Beheersing en Interne controle

Artikel 6. Interne controle

  • 1. Het college draagt ten behoeve van het getrouw beeld en de rechtmatigheid van de jaarrekening zorg voor de jaarlijkse interne toetsing van de getrouwheid van de informatieverstrekking en de rechtmatigheid van de beheershandelingen. Bij afwijkingen neemt het college maatregelen tot herstel.

  • 2. Het college draagt zorg voor interne toetsing van bedrijfsonderdelen op juistheid, volledigheid en tijdigheid van de bestuurlijke informatievoorziening, de rechtmatigheid van beheershandelingen en op misbruik en oneigenlijk gebruik van de gemeentelijke regelingen.

  • 3. Het college zorgt op basis van de resultaten van de toets bedoeld in het derde lid indien nodig voor een plan van verbetering. Het college neemt op basis van het plan van verbetering maatregelen voor herstel van de tekortkomingen.
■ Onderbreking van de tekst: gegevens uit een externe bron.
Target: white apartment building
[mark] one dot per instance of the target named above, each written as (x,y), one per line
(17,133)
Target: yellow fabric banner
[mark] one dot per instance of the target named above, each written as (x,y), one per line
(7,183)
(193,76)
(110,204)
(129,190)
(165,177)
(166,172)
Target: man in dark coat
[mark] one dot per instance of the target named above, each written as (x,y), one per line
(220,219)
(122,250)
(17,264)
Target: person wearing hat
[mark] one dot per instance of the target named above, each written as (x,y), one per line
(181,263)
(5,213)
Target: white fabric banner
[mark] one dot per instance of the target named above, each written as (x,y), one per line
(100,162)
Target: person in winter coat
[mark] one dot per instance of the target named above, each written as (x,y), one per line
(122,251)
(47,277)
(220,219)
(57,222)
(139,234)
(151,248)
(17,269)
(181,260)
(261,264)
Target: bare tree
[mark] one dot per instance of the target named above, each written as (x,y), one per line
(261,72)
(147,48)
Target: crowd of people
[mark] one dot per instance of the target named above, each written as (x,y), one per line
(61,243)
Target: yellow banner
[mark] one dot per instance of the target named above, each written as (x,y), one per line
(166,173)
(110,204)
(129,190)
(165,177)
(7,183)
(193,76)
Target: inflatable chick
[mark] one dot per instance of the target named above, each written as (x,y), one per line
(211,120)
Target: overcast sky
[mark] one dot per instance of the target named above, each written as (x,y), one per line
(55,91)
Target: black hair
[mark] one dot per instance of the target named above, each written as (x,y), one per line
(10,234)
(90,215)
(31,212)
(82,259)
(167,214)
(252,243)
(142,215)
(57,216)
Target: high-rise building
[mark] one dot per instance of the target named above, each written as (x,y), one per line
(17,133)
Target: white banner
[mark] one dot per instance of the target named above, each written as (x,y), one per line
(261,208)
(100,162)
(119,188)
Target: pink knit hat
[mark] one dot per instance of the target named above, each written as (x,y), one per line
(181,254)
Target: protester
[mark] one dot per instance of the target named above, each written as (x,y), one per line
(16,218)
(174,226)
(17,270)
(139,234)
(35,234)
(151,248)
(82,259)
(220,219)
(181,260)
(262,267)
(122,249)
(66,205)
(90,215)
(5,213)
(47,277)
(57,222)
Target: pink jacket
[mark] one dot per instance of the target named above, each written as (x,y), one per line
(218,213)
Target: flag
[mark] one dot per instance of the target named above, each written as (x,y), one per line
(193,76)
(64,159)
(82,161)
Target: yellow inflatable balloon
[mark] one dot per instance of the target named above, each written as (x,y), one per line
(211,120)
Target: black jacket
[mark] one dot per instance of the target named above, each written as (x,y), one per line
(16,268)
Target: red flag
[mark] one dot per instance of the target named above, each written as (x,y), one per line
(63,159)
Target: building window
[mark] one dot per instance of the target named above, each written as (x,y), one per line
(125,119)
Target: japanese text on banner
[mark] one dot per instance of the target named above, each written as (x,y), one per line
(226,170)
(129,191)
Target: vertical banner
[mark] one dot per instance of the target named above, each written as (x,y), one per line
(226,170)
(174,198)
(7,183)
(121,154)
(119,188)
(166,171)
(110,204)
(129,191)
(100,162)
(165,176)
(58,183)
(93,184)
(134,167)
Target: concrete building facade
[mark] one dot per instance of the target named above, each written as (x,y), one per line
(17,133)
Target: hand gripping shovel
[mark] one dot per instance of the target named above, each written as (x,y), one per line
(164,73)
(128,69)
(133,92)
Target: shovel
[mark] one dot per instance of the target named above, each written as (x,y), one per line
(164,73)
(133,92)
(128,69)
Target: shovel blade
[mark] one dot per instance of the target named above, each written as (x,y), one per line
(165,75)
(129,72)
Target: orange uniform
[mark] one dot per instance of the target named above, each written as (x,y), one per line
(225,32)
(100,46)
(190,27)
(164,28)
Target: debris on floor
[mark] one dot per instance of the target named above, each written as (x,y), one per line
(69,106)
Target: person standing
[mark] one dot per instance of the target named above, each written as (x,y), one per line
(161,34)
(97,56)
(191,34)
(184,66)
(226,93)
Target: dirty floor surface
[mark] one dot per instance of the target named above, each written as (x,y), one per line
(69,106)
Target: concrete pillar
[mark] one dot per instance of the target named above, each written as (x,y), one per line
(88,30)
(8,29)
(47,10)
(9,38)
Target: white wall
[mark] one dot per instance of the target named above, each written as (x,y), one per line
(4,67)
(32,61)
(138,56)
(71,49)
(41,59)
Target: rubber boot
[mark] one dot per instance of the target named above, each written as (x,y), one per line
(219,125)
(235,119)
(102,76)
Rapportage en Verantwoording

Artikel 7. Tussentijdse rapportage en informatie

  • 1. Het college informeert de raad over de realisatie van de begroting van de gemeente door middel van tussentijdse rapportages.

  • 2. Deze tussenrapportages worden aan de raad aangeboden op de volgende tijdstippen:

    • a.

      de eerste rapportage (de Voorjaarsnota) uiterlijk in de juliraad van het lopende begrotingsjaar;

    • b.

      de tweede rapportage (de Najaarsnota) uiterlijk in de begrotingsvergadering van het lopende begrotingsjaar.

  • 3. De rapportages vinden plaats per programma (inclusief investeringen). De rapportages gaan in op afwijkingen, zowel wat betreft de baten en lasten, de geleverde goederen en diensten en indien daar aanleiding voor is de maatschappelijke effecten.

  • 4. Indien daar aanleiding voor is wordt daarnaast aandacht besteed aan:

    • a.

      overige belangrijke afwijkingen van producten/deelprogramma’s, voor zover niet benoemd in programma’s;

    • b.

      belangrijke veranderingen en ontwikkelingen op het gebied van personeel, financiën en organisatie.

  • 5. Het college informeert vooraf de raad inzake het door het college te nemen besluiten inzake het verstrekken van leningen, waarborgen en garanties.

Artikel 8. Jaarstukken

  • 1. Het college draagt zorg voor een adequate verantwoording van de begroting naar productenrealisatie en naar de programmaverantwoording.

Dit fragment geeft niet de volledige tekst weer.